Alors ? Alors, aujourd’hui on peut entendre du fin fond de la démocratie française un ras-le-bol d’être exclu des décisions démocratiques. Est-ce bien cela ? La notion de démocratie aurait pris du sens pour un peuple qui n’en disait rien ? Mieux que le croire, il faut le constater : la discussion, réservée à une élite au temps des Grecs de l’Antiquité, est descendue dans la rue, jusqu’à bloquer les carrefours de la 5e puissance économique mondiale, 2e en Europe et 10e mondiale pour le PIB par habitant en PPA (Parité de pouvoir d’achat) (cf. Banque mondiale). L’enseignement généralisé imaginé par les Lumières du XVIIème siècle a produit ses effets : les citoyens revendiquent une plus grande capacité à décider. Ils sont nombreux à être étonnés que leurs revendications ébranlent les vieux systèmes d’autorité, de la mise sous tutelle impérieuse au paternalisme bienveillant. Ils s’affirment pourtant avec d’autant plus de conviction qu’ils constatent l’extravagance des richesses d’un très petit nombre de personnes face à la paupérisation de ceux qui ont travaillé toute leur vie en contribuant à un enrichissement dont ils ne voient pas les retombées.
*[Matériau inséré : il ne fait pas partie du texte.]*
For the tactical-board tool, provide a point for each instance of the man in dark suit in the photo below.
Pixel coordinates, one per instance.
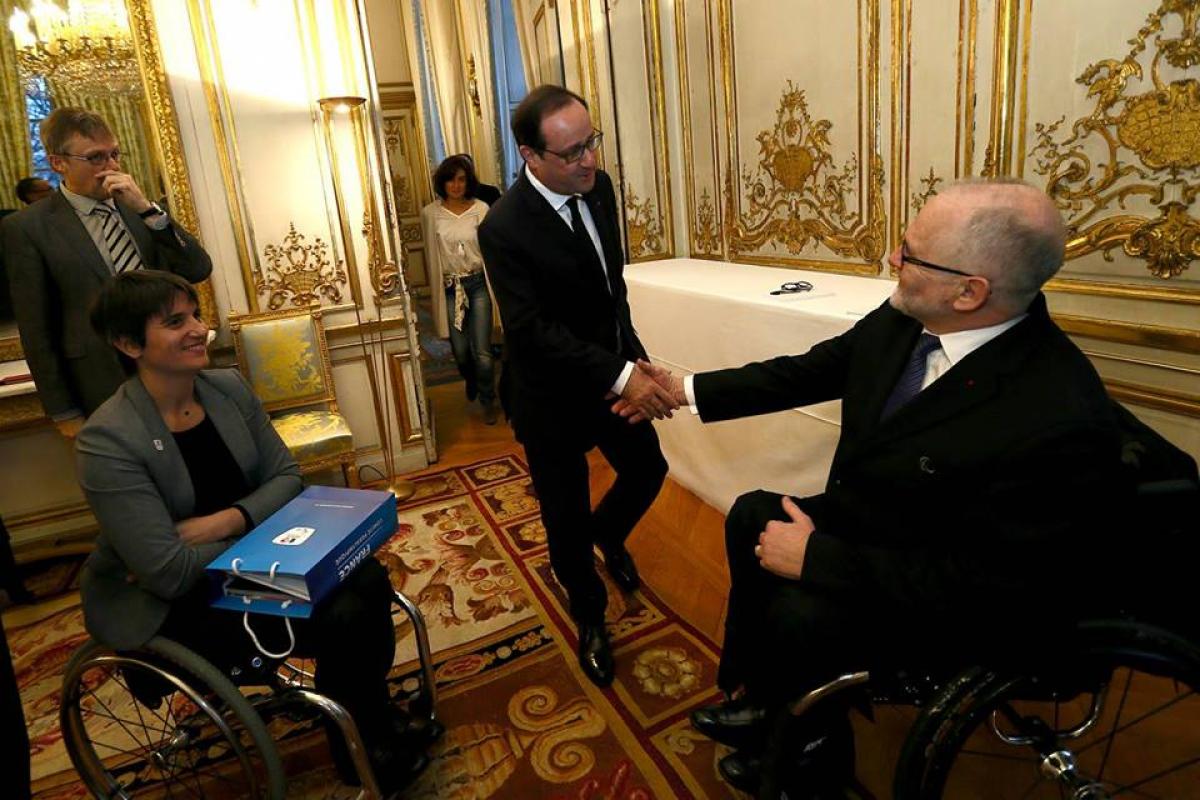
(978, 452)
(552, 252)
(60, 251)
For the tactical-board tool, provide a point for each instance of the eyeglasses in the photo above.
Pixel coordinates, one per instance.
(96, 158)
(793, 287)
(905, 258)
(576, 152)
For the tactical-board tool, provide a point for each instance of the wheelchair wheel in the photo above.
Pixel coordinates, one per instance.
(1116, 715)
(162, 721)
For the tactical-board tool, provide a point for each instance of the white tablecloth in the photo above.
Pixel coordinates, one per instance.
(694, 316)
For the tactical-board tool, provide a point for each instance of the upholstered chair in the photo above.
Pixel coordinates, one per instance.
(285, 358)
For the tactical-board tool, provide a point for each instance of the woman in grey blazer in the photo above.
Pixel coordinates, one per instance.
(178, 464)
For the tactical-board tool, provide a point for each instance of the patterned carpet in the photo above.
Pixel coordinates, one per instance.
(521, 719)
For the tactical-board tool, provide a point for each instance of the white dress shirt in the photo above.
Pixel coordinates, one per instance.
(95, 223)
(558, 202)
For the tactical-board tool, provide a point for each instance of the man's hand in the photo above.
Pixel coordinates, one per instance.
(211, 528)
(645, 398)
(781, 547)
(121, 187)
(670, 386)
(70, 428)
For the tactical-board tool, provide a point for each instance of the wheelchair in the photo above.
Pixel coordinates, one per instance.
(162, 721)
(1109, 708)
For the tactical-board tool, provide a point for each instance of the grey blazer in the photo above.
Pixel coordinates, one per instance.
(138, 487)
(54, 274)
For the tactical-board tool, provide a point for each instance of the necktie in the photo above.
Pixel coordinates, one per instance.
(120, 242)
(913, 374)
(583, 242)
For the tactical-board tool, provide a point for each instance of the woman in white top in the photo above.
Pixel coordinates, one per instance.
(462, 311)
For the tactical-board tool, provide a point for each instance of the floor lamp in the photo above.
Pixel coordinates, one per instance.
(329, 106)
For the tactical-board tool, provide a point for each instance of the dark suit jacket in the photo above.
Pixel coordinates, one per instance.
(561, 320)
(54, 274)
(990, 487)
(138, 489)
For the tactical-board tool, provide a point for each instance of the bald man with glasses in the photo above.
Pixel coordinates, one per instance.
(60, 251)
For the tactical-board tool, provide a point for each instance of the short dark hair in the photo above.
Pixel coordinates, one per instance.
(126, 304)
(448, 169)
(66, 121)
(24, 186)
(537, 106)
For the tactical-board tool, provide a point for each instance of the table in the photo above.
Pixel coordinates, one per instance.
(694, 316)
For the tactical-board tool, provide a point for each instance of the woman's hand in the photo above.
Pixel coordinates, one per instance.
(211, 528)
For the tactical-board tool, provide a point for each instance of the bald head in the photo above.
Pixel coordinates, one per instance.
(1005, 230)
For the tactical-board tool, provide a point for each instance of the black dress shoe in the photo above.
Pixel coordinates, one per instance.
(621, 566)
(595, 655)
(741, 771)
(737, 723)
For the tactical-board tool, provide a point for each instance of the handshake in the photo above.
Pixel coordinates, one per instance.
(652, 392)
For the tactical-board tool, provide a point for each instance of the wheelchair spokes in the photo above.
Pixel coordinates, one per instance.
(143, 731)
(1126, 731)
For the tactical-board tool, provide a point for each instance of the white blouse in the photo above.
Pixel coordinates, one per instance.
(456, 238)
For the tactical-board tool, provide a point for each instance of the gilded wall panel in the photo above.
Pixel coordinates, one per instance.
(411, 181)
(933, 101)
(635, 41)
(262, 118)
(695, 55)
(1111, 131)
(804, 172)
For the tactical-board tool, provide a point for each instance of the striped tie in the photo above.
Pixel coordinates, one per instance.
(913, 374)
(120, 242)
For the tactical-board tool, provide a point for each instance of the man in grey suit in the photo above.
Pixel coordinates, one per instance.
(59, 253)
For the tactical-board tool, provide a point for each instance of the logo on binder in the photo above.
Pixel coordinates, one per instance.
(293, 536)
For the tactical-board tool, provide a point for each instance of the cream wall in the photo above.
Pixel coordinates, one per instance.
(246, 78)
(808, 133)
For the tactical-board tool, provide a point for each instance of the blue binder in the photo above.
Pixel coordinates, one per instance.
(295, 557)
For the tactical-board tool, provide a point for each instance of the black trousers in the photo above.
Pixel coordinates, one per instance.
(15, 753)
(351, 636)
(559, 473)
(772, 618)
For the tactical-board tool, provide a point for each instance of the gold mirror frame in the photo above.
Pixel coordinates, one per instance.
(167, 143)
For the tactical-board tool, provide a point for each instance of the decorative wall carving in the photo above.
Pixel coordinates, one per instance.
(930, 188)
(643, 226)
(384, 274)
(1159, 127)
(300, 274)
(797, 196)
(706, 236)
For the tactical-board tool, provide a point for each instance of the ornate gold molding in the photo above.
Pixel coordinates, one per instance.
(929, 182)
(1159, 127)
(299, 274)
(792, 203)
(384, 274)
(216, 97)
(166, 132)
(706, 235)
(21, 411)
(798, 197)
(643, 227)
(408, 432)
(1155, 397)
(1176, 340)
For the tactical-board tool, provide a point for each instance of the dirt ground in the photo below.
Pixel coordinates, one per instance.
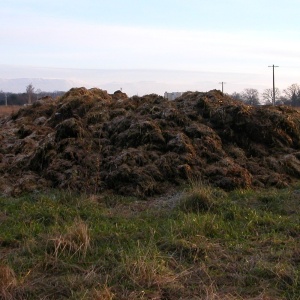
(8, 110)
(91, 141)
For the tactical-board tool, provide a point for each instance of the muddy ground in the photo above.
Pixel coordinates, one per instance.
(91, 141)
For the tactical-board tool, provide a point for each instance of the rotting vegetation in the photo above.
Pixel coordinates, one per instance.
(90, 141)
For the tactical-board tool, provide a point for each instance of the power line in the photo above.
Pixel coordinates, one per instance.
(222, 85)
(273, 82)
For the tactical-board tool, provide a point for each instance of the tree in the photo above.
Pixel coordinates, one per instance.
(268, 95)
(250, 97)
(30, 91)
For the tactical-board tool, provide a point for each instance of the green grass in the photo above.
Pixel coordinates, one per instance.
(212, 245)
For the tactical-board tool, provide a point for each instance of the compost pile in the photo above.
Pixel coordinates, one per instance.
(91, 141)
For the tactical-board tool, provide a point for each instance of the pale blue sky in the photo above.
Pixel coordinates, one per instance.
(228, 38)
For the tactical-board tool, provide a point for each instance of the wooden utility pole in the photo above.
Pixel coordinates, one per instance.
(273, 82)
(222, 85)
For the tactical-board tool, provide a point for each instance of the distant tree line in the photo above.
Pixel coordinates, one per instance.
(289, 96)
(29, 96)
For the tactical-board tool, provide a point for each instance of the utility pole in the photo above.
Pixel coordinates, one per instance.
(273, 82)
(222, 85)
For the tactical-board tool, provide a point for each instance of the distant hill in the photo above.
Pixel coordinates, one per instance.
(18, 85)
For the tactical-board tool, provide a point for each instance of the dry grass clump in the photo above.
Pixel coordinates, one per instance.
(199, 198)
(8, 282)
(75, 242)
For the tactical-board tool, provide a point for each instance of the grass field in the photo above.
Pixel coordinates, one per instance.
(208, 245)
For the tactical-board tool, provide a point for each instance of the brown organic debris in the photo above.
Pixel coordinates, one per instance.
(90, 141)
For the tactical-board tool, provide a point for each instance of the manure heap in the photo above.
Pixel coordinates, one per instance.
(90, 141)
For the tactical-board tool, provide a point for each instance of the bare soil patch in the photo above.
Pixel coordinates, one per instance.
(8, 110)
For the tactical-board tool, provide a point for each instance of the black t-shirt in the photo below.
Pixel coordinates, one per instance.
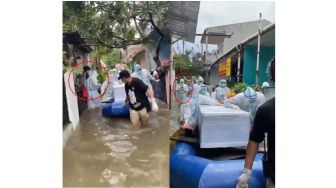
(264, 122)
(136, 93)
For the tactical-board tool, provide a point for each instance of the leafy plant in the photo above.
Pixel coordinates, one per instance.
(239, 87)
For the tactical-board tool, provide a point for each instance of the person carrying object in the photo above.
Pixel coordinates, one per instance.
(264, 122)
(137, 94)
(249, 101)
(221, 91)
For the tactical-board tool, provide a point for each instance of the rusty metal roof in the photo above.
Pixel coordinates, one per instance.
(182, 19)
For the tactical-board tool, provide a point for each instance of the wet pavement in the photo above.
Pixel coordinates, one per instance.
(109, 152)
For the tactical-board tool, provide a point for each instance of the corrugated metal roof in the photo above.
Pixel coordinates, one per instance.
(182, 19)
(244, 29)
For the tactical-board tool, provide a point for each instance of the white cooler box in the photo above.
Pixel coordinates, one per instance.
(119, 92)
(221, 127)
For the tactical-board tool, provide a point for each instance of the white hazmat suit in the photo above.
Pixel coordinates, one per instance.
(143, 74)
(92, 85)
(221, 91)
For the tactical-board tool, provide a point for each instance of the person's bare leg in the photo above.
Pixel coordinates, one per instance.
(134, 115)
(144, 117)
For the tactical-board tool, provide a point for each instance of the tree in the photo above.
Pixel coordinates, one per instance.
(189, 62)
(114, 24)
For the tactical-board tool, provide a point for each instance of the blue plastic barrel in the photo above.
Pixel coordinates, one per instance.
(189, 170)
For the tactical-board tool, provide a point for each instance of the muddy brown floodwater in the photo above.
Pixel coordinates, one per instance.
(108, 152)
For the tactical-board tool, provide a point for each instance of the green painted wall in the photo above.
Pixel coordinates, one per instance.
(250, 60)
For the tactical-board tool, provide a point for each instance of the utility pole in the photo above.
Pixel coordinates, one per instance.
(258, 52)
(206, 55)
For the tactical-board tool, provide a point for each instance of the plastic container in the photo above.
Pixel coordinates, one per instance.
(221, 127)
(189, 170)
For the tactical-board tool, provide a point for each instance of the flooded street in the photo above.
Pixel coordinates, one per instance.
(109, 152)
(174, 115)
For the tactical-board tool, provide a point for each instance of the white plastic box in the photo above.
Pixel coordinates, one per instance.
(221, 127)
(119, 92)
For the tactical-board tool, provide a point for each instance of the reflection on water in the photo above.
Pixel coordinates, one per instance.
(173, 118)
(105, 152)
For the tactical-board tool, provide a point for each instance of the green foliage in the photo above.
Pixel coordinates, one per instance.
(188, 62)
(112, 23)
(111, 58)
(101, 76)
(239, 87)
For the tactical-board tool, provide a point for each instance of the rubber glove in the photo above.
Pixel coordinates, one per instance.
(155, 107)
(243, 178)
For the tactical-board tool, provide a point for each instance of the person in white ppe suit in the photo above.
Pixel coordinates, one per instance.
(182, 91)
(221, 91)
(200, 96)
(200, 80)
(107, 86)
(143, 74)
(92, 85)
(265, 84)
(249, 101)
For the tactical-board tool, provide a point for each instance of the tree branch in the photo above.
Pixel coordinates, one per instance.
(138, 29)
(119, 46)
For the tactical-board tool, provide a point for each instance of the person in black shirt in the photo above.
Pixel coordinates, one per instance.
(137, 94)
(264, 122)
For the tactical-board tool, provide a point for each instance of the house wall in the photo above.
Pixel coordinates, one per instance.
(250, 59)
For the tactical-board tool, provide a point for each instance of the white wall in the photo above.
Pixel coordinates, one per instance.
(71, 100)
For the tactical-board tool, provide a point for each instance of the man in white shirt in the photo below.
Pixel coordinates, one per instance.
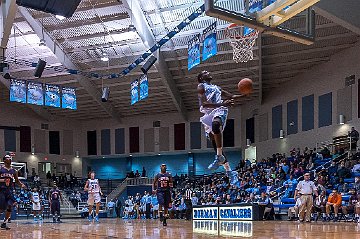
(306, 188)
(294, 211)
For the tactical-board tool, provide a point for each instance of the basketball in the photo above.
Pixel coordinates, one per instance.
(245, 86)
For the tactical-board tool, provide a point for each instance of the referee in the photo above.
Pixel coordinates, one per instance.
(306, 188)
(187, 201)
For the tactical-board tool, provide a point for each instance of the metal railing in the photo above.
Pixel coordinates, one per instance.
(128, 181)
(323, 166)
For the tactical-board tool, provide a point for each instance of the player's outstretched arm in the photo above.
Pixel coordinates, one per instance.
(86, 188)
(17, 181)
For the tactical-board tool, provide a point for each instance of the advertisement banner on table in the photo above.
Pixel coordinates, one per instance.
(244, 213)
(205, 213)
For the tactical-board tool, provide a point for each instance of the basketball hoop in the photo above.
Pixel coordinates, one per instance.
(242, 41)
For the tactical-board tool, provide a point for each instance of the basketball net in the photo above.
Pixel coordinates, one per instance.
(241, 41)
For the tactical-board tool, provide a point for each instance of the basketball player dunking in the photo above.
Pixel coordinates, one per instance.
(163, 183)
(92, 186)
(7, 177)
(215, 111)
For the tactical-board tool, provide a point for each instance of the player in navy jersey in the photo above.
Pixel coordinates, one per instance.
(7, 177)
(163, 184)
(54, 200)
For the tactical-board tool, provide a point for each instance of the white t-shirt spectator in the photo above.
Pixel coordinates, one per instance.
(356, 168)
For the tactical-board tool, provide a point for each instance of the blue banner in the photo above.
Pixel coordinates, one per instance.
(144, 87)
(35, 93)
(254, 6)
(209, 43)
(134, 92)
(18, 91)
(194, 52)
(52, 95)
(68, 99)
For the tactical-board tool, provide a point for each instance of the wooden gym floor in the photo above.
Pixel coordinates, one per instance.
(178, 229)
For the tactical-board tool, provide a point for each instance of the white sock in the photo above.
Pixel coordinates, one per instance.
(219, 151)
(227, 167)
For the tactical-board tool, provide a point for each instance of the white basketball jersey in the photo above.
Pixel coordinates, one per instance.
(94, 185)
(36, 197)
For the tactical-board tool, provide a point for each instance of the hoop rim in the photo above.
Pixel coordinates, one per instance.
(253, 33)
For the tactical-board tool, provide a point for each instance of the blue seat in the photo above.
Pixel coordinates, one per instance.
(288, 200)
(346, 198)
(349, 180)
(281, 206)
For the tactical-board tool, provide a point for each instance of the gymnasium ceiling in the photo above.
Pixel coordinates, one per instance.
(102, 26)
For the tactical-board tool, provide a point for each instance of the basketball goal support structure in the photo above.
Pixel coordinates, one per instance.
(272, 16)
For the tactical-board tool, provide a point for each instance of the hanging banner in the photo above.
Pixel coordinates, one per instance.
(18, 91)
(35, 93)
(144, 87)
(52, 95)
(134, 92)
(194, 52)
(254, 6)
(68, 99)
(209, 42)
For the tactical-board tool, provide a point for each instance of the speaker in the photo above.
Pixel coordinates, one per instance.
(40, 68)
(105, 94)
(65, 8)
(148, 64)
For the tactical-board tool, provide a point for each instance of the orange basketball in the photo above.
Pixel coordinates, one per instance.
(245, 86)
Leur grogne s’est affublée d’un gilet jaune, symbole de celui qui s’arrête et met la circulation en danger. Cette prévention peut être vue également comme une posture anticipatrice : à ne pas faire attention à ce qui se passe, il ne peut y avoir qu’une aggravation des choses. Et la contestation s’amplifie, rameute, trouve de l’écho même chez les plus jeunes.
Pendant ce temps, des avocats s’en prennent à la médiation obligatoire au civil… en indiquant que la médiation serait payante alors que l’accès au judiciaire serait gratuit. Prenons un peu de temps pour établir les liens…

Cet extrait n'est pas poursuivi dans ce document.